Eine Berichterstattung ist nicht vorgesehen.

Wir kommen zur Beratung. Das Wort hat der Kollege Volker Meyer, CDU-Fraktion.

(Beifall bei der CDU)

Herr Präsident! Meine sehr verehrten Damen und Herren! Sicherheit für die Bevölkerung und eine erfolgreiche Resozialisierung verurteilter Straftäter sind Maßstab und Richtschnur für den Justizvollzug in Niedersachsen. Dabei sind Sicherheit und soziale Integration gleichwertige Vollzugsziele in Niedersachsen. Der Weg der Sicherheit bei gleichzeitiger sozialer Integration wurde von unseren ehemaligen Justizministern, Elisabeth Heister-Neumann und Bernd Busemann, erfolgreich gestaltet.

In Gesprächen mit den Experten wurde in den vergangenen Jahren immer wieder auf das Pro

blem der unzureichenden therapeutischen Versorgung von Hunderten nicht in Haft befindlicher Sexualstraftäter - mit der Gefahr potenziell neuer Opfer - hingewiesen. Weiterhin wurde immer wieder auf das Problem fehlender Angebote im Bereich der ambulanten Behandlungsangebote für Sexualstraftäter in der Fläche aufmerksam gemacht. Es ist unstrittig, dass sich im Land Niedersachsen unterschiedliche regionale Strukturen entwickelt haben und dass es für diesen Bereich durchaus viele Ansatzpunkte für eine qualitative, vor allem aber auch für eine quantitative Verbesserung gibt.

Vor diesem Hintergrund haben wir Ihnen vorgeschlagen, drei Modellversuche durchzuführen, die hinsichtlich der Organisation und Durchführung von Therapien durchaus unterschiedlich sind. Nach Abschluss der Modellversuche hätte man auf Grundlage der Ergebnisse ein System mit ambulanten Behandlungsangeboten implementieren können, um eine qualitative und quantitative Verbesserung gegenüber dem heutigen Stand zu erreichen.

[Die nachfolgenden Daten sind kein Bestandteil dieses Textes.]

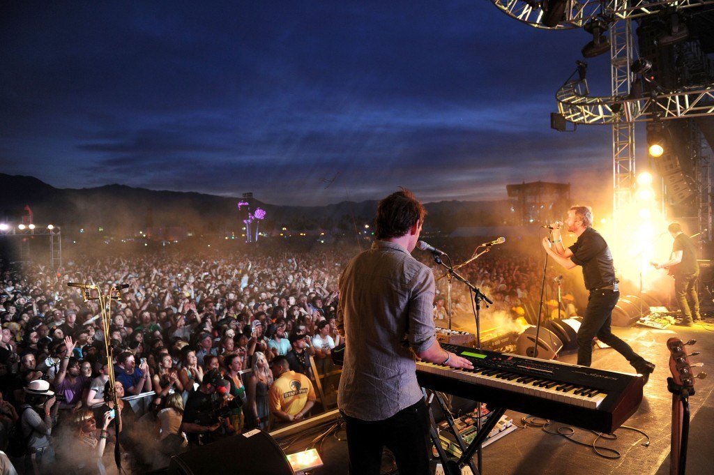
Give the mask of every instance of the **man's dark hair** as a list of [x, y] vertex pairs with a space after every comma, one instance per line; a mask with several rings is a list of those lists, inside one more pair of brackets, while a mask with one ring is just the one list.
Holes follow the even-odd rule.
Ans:
[[570, 211], [575, 211], [576, 218], [580, 218], [583, 228], [593, 226], [593, 210], [590, 209], [590, 206], [570, 206]]
[[119, 356], [116, 359], [121, 364], [126, 364], [126, 360], [129, 359], [130, 356], [133, 356], [134, 353], [131, 351], [124, 351], [119, 354]]
[[682, 232], [682, 225], [679, 223], [672, 223], [667, 226], [667, 230], [670, 233], [680, 233]]
[[374, 219], [378, 239], [404, 236], [417, 220], [423, 223], [426, 209], [414, 194], [406, 188], [391, 194], [379, 202]]
[[236, 353], [229, 353], [228, 354], [226, 355], [226, 357], [223, 359], [223, 364], [226, 366], [226, 368], [228, 368], [231, 366], [231, 364], [233, 364], [233, 360], [239, 357], [240, 355]]
[[288, 363], [288, 359], [282, 356], [276, 356], [273, 359], [273, 366], [290, 369], [290, 364]]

Wir waren sehr erfreut, dass Experten diesen Entschließungsantrag als sehr gelungen bezeichneten, da er einen Weg aufzeigt, wie in den nächsten Jahren mit diesem wichtigen Thema umgegangen werden kann, dass man Erfahrungen sammeln kann und das sinnvollste Projekt dann entsprechend weiterentwickeln könnte.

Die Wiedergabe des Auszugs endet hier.